That statement has horrible theology in it.  But it attempts to convey the importance motherhood plays in our lives.  Mothers hold a special place and role that no one else can fill.

This post is the fourth in a series on the Christian family.  Our focus turns to the importance of motherhood. The foundation text is the famous account of the Wedding at Cana.

On the third day, there was a wedding at Cana in Galilee, and the mother of Jesus was there. Jesus also was invited to the wedding with his disciples. John 2:1-2

 The Background

Weddings in Palestine were a cause for great celebration. These events would last for several days. A crucial part of the celebration was the lavishness of the wine. Wine aplenty wasn’t because everyone attending the wedding wanted to get drunk. To clarify drunkenness was a social disgrace. The Jewish social custom required that there be plenty of wine for everyone. Hospitality was sacred in Jewish culture. And running out of wine would have been a humiliating experience for the wedding host.  In a culture of honor and shame that would be devastating.

Mary understanding the situation came to Jesus and said, “They have run out of wine.” Jesus’ answer may seem abrupt—almost rude—if we don’t read it in context.

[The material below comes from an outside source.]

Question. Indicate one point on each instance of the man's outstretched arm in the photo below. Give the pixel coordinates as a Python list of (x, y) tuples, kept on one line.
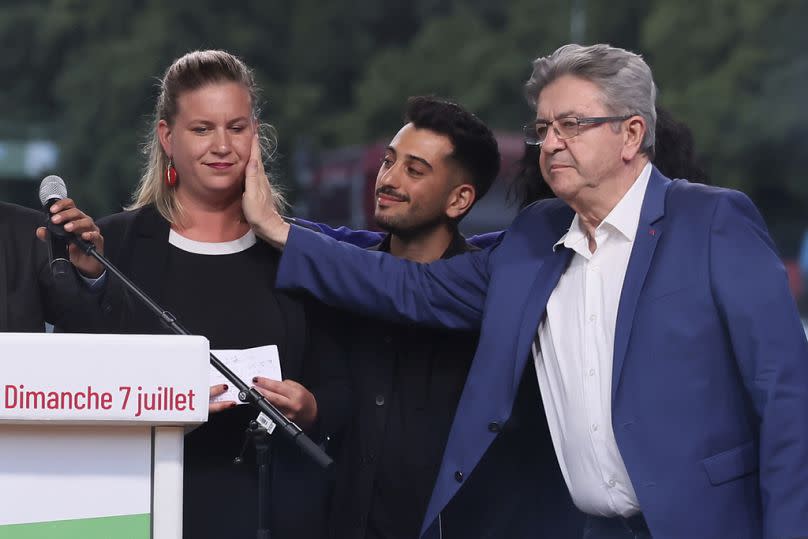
[(448, 293)]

And Jesus said to her, “Woman, what does this have to do with me? My hour has not yet come.” John 2:4

Being from the South, I would never address my mom that way.  The term “Woman” is not disrespectful. Jesus didn’t speak to his mom in English; he was talking to her in Aramaic. The term Jesus used was one of honor.  It should be translated,“Dear Woman” or “Gracious Lady.” The phrase “What have I to do with thee” is a Hebrew idiom.  Accurately, translated that means “Leave things to me, and I will settle them my way.” Mary said to the servants…

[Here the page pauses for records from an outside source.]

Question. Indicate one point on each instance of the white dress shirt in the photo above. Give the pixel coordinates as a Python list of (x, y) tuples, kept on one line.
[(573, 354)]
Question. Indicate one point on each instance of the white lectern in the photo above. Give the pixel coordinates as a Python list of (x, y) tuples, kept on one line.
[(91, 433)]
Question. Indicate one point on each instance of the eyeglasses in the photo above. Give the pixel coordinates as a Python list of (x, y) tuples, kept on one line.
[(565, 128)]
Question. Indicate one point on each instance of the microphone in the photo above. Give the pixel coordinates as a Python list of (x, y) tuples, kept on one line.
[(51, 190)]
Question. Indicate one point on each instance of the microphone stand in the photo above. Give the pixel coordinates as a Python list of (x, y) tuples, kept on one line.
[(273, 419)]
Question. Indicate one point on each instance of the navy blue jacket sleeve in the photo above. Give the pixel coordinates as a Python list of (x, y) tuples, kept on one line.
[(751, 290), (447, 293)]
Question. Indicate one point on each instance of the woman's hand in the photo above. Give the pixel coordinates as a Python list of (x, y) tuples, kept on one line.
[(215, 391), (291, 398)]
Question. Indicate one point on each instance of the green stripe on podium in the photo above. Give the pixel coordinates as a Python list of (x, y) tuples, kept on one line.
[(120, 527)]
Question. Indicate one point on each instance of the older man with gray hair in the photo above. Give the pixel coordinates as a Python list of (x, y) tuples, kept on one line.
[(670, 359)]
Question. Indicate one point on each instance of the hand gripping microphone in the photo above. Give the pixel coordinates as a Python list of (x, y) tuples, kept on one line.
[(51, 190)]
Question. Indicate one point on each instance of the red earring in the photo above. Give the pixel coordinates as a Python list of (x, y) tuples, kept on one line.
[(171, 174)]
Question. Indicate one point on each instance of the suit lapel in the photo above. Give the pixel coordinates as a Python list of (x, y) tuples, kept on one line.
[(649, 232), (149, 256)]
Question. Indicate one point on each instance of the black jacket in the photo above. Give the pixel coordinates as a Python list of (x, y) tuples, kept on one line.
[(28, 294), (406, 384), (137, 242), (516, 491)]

(v. 6) Do whatever he tells you.

There were six 20-30 gallon stone water jars nearby that were used for ceremonial washing. Jesus told the servants to fill the jars with water. They did, and then he told them to draw some out and take it to the master of the banquet. The master of the banquet was not the bridegroom; he was more like a head-waiter. His job was to make sure the feast ran smoothly. The servants drew water from the stone jars and took some to the banquet master, and he said…

(v. 10) Everyone brings out the choice wine first and then the cheaper wine after the guests have had too much to drink, but you have saved the best till now.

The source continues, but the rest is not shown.